Jarvis' campaign on the health issue and her general attacks on Barry for failing to monitor the performance of city programs have netted her good reaction in forums, but that applause has yet to translate into major support for Jarvis' campaign.

"You tell me who is going to vote for her because of problems with health care," said Barry. "It's no major issue for her to run on. I'm not saying it public health care in Washington couldn't be better, but it's a single-issue campaign."

Jarvis said she has widespread support across the city, but said she is working hardest to maintain her base in Ward 4, a generally middle-class, well educated, predominantly black area of the city. That constituency is thought to be attracted to Harris.

Even with naysayers in political circles shaking their heads at her candidacy, Jarvis has proven to be a warm, charismatic campaigner in forums, wearing colorful, pastel suits and easily joking with her audience--in sharp contrast to other candidates, who often seem defensive or nervous.

For instance, at a recent forum where all the candidates were seated behind a table, Jarvis was the first to stand up and walk around to the front to speak directly to the voters. "I'm not hiding," Jarvis said with a wide smile, "I'm going to come out here and talk to you." Her two teen-aged sons, who often accompany her to evening forums, applauded loudly at the comment.
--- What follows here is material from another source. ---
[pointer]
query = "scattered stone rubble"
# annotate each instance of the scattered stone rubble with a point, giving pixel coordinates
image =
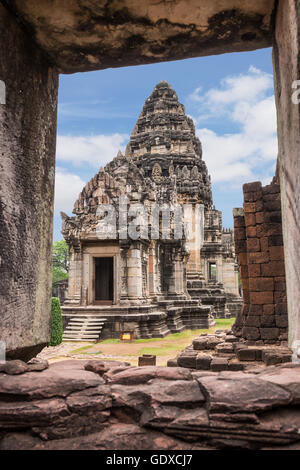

When the question of controlling street drug traffic came up, Jarvis didn't answer with a drawn-out proposal and big statistics. She told the story of two teen-agers talking about going to Kennedy Street, a main strip in her ward, to buy "a nickle bag" of marijuana.

According to Jarvis, who said she heard the story from one of her sons, one teen-ager turned to the other and said, "No, man, you can't go up there to cop. Charlene took care of that." The story brought smiles, laughter and nods of approval from the crowd.

Jarvis would not say in an interview who her major constituencies are, explaining that she appeals to most groups. As for her lack of money, Jarvis said it has not hurt her campaign, although she said she needs about $200,000 more to finish the race.

Jarvis has raised about $28,000 and has about $14,000 left. Although she has raised the least money, Jarvis now has about as much money in hand as council member John Ray and more than council member Betty Ann Kane. Harris and Barry are by far the leaders in the amount of ready cash they have, as the campaign approaches the last three months.

"The other campaigns are promoting the idea that I'm going to drop out," said Jarvis. "I think both of them Harris and Barry are doing it. But I'm not going anywhere. I'm going to win."